Takk imagined that she was humming to herself as she struggled up the boardwalk, an aimless droning that one would scarcely want to call a tune. And then in a sobering flash Takk realized that he really was hearing that sound. A car engine, obviously, not a humming drunk.
He wanted to stand up and … and what? Logic intervened. The car was far off, and it was much preferable not to disturb his blankets and lose the accumulated warmth. Whoever the motorist was, he would surely miss their off-road campsite. But who would try to navigate these crumbling highways in the darkness? Takk drew his arms up against his chest and returned his attention to Ursala Major.
“That goddamned Rafer pissed on my hand! And now he’s part of our team? A team to do what, no one seems to know.”
“I want you to trust me on something: I have crisscrossed this territory two dozen times—”
“This is the Wise Ol’ Man speech coming.”
“—and the world works, or at least blunders about randomly, in ways I had never imagined—okay, I’ll say it—when I was your age. You may roll your eyes now. But we need Tha’Enton for our mission, I know that, though we may think of him as a barbarian.”
“We may need him, if he doesn’t chop our throats and drink our blood first.”
“When he boogies out like you’ve seen, well, he goes off into the woods like that at night to protect us. Those are his orders—he is titled a Defender of his people, and by Rafer law he must protect us as well—we’re important allies.”
“You have a few grunts and mumbles with those three half-dead pig pokers, and you come up with an awful detailed notion of their intentions.”
The older man sighed. “I have dealt with the Rafers for decades, know the language almost. I know these things by now, plumb. And those ‘half-dead pig pokers’ have not aged by one gray whisker since I first met them—the same three Rafers. They know something we don’t about time, aging, collective thought, I don’t know what else.”
“Oh, probably cannibalism, funeral pyres, nudity, tooth-sharpening—lots of things we could learn.”
Webb sank into thought and ran an index finger across his bristly chin. “Um, I promised to tell you about Hannibal,” he said finally.
“The town where we crossed the big river, the Oh-one-one.”
“Well, a man. A man born there, and also called Hannibal, maybe it was a nickname. In the old times, he needed a way to cross these mountains we’re coming to, the Rocky Mountains. He was a revolutionary, like us. He had an army and weapons and to win the war he had to get them across the Rocky Mountains.”
“To the Big Ocean?”
“Nah, farther. Farther to this huge porker of a city, Los Atlantis, well beyond the mountains. It finally sank and created the Big Ocean. But to get there, to cross this terrain, Hannibal had to find some unknown, unthought-of transportation.”
“He invented jeeps!”
“There were no automobiles at all then. They had not even conceived yet of the machines that would fight the Big War. The answer was elephants.”
“What?”
“Elephants. Huge plumb suckers, these animals. They used to roam these grasslands, and the Rafers back then would hunt them. They were like pigs, hunnerd times larger, if ya can gully that.
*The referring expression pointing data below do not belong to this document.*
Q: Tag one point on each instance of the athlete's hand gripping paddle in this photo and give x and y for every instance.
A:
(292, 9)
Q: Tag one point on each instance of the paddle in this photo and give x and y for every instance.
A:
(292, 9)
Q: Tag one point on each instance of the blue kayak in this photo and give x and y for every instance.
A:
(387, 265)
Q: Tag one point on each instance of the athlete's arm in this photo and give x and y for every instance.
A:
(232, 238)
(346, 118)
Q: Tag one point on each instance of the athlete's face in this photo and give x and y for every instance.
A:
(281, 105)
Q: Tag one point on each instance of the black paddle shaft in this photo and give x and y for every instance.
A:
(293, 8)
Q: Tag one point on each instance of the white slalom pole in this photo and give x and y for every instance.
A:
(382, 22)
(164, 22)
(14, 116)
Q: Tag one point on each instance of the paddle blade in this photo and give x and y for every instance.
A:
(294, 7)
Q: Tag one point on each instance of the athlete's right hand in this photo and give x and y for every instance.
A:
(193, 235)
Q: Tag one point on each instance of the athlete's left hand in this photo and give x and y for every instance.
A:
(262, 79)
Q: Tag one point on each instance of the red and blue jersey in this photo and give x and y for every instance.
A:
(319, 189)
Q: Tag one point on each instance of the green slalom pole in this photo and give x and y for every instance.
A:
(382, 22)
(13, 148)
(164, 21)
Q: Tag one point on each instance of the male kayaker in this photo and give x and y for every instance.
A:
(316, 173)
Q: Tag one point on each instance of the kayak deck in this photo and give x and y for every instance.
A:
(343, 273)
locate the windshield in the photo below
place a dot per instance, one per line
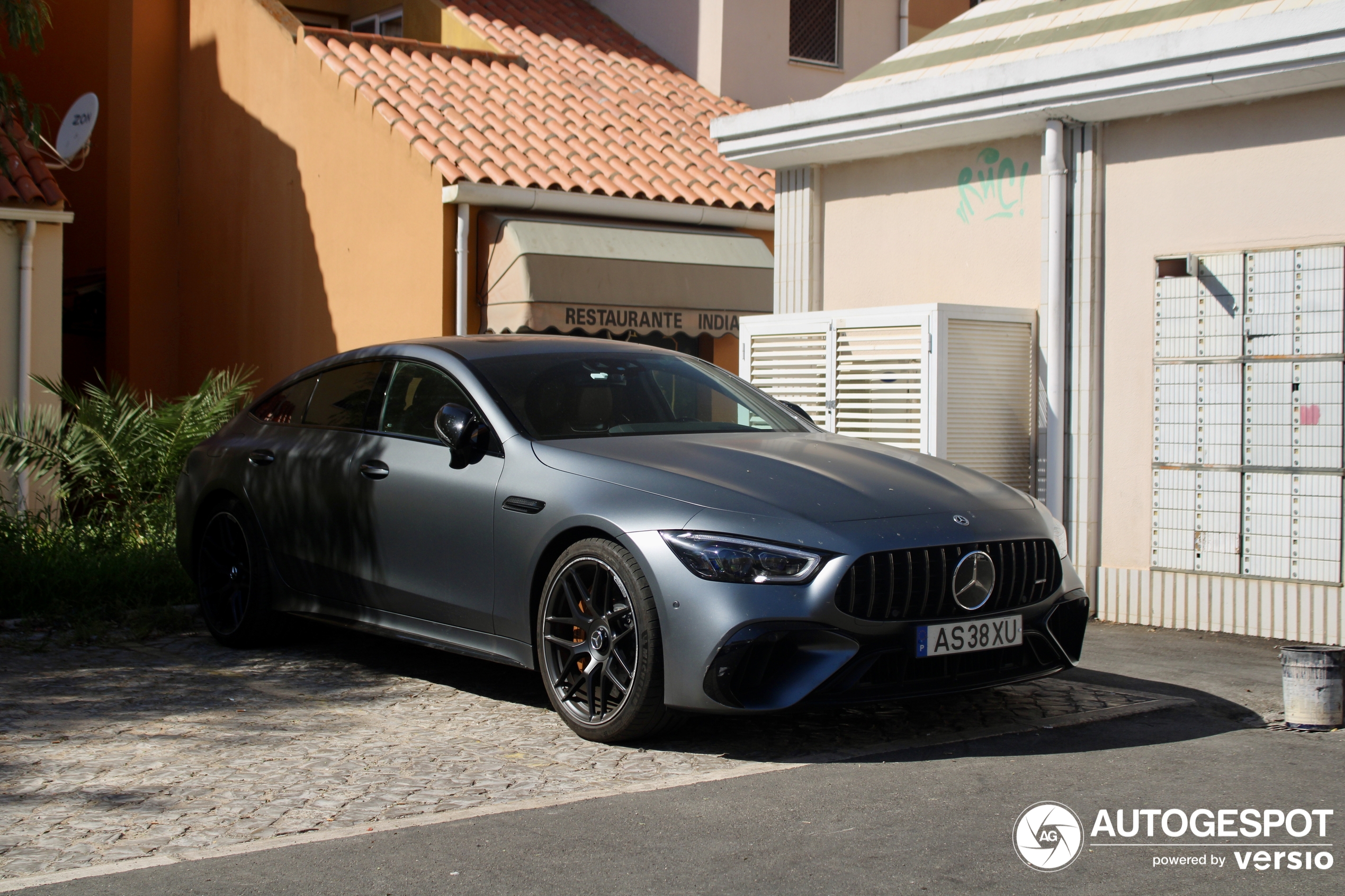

With long windy noses to grab with.”
“Umm. Sometimes I think I’m just not as religious as you are.”
“Well, no. We’re speakin’ history, not religion. But you’re missing the point. Thing is, out of our home, away from the Blue Ridge, people, animals, the whole world is different. If we want to survive, we learn to work with the new worlds we find. Hannibal found the elephant herds and used them to carry him and his men across the Rockies. Out there”—he pointed—”the Rocky Mountains.”